„In Chemnitz gab es mal viele gute Künstler.“ so meine Mutter, als ich voller Begeisterung von dieser Ausstellung erzählte. Nun ist es keine Ausstellung Chemnitzer Künstlerinnen oder Künstler, aber dennoch eine Ausstellung derzeit zu sehen in Chemnitz, einer Stadt beladen mit einer Schwere, die sich bei meinem kurzen Besuch nicht sehen ließ. Eine Stadt mit Freiräumen, wie wir sie in Berlin schon lange verloren haben an Investoren, Kapitalsüchtige und Selbstdarsteller. Eine Stadt in der Kunst noch Raum haben darf, so wie derzeit im Wirkbau.
Von Weitem schon fällt der markante Turm auf, ein Turm, den ich erst umkreiste, um festzustellen, dass das Ziel meines Abends eben das Gelände ist, auf dem dieser Turm steht. Ein Industriegelände, das seine große Zeit hinter sich hat und dennoch lebt. Das noch diese Mischung aus Handwerk, Industrie und Kreativität bieten kann. Doch fast nichts lässt erkennen, dass man hier Kunst erwarten kann, noch dazu solche Kunst. Kommt man wie ich von der falschen Seite, übersieht man den Hinweis, der sich eben nur den anders laufenden bietet: Kunst durch Ausgrenzung.
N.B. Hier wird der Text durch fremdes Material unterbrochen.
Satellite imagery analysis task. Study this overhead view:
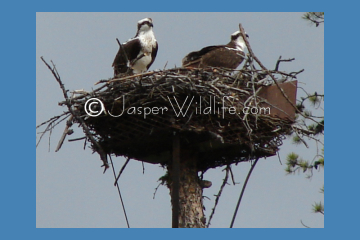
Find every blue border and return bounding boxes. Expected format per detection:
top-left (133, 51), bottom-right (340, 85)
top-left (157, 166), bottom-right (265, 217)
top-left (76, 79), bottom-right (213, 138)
top-left (0, 0), bottom-right (352, 239)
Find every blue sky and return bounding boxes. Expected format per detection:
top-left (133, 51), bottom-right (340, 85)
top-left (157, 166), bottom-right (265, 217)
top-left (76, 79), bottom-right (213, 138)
top-left (36, 13), bottom-right (324, 228)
Von einem überaus freundlichen Pförtner geleitet findet man schnell den richtigen Weg und betritt diese riesige Helle ehemalige Industriehalle, ohne nicht gleich davor von den beiden 2×3 m großen Arbeiten von Cornel Wachter begrüßt zu werden. Ein Portrait, einem Passbild gleich, daneben, das Bild noch einmal doch ohne Gesicht. Was bleibt: das Kopftuch. Gleich dem, worauf muslimisch religiöse Frauen so gern reduziert werden. Wirklich gesehen werden sie nicht, nur dieses Kopftuch. Es ist dies seit Jahren eine Ausstellung, die mich begeistert sein lässt. Die wirklich endlich wieder das ausstrahlt, was Kunst sein kann, doch bei aller Marktorientierung so oft verloren geht, will man doch für die potentiellen Käufer gefällig sein. Das ist verständlich, doch die Sprache, die Kunst sein kann, verstummt so oft, zu oft.
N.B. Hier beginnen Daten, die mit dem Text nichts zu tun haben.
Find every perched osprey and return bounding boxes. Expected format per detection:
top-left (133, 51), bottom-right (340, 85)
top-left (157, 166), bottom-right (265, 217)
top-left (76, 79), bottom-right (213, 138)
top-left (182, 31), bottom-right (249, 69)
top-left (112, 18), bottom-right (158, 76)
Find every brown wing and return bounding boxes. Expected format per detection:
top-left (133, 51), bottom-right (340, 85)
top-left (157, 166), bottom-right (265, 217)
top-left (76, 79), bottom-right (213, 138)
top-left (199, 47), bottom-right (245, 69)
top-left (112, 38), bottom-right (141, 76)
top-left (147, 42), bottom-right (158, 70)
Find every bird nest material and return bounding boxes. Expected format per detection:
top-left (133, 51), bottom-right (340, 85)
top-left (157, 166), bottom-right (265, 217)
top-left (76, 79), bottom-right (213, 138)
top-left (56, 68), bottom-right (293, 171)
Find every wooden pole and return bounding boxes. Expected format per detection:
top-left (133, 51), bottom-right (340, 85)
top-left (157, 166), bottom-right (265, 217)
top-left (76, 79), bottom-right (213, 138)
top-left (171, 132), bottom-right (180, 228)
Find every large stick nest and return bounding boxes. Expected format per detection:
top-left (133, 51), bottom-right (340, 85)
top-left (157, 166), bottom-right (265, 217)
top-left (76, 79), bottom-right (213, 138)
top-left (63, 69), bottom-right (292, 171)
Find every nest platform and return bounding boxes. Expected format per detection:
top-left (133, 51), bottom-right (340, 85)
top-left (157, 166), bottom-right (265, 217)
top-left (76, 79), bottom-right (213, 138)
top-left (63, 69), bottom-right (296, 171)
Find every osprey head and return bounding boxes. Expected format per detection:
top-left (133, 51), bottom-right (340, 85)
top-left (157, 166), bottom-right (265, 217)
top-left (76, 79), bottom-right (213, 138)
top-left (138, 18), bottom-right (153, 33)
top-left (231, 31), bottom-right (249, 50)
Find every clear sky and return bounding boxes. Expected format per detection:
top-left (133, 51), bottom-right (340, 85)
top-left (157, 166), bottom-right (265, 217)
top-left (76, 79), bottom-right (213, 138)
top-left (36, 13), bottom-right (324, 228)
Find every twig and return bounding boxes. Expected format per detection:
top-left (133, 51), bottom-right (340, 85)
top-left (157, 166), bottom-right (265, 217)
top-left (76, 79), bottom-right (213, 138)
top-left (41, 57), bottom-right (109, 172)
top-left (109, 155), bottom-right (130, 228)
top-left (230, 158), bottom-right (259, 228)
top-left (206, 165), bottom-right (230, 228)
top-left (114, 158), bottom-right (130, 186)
Hier, in Chemnitz ist es an diesem Ort und gerade an diesem Ort anders. Wir sehen Arbeiten von und über geflüchtete Menschen, wir sehen Arbeiten von und über behinderte Menschen, Arbeiten über Geschichte, Gegenwart und vielleicht auch Zukunft, wir bekommen Schönheit gezeigt, wo viele keine sehen. Bekommen den Spiegel vorgehalten, können, so wir zugänglich sind, unsere eigene Ausgrenzung sehen, überdenken und angestoßen, abgestoßen werden. Manches ist sehr klein, wie die Fotografien, die kaum als solche erkennbar, Räume ehemaliger russischer Kasernen zeigen, in denen versucht wurde die Heimat auf die Wände zu bringen, und andere sind groß, wie das schwere rostige Puzzle, zerlegt mit einem Riss, dass so schwer wieder zusammenzufügen ist. Dennoch wäre es möglich. Und dann die Arbeiten Tammam Azzams, der europäische Kunstwerke auf den Ruinen Syriens wieder erstehen lässt. Oder die Serie Alexanderplatz 2010-2013 von Göran Gnauschun, der Menschen, die wir zu oft übersehen, denen der Alexanderplatz auf die eine oder andere Weise zur Heimat wurde, ein Gesicht gibt, der in die Gesichter blicken lässt, an denen wir zu oft vorbei gehen.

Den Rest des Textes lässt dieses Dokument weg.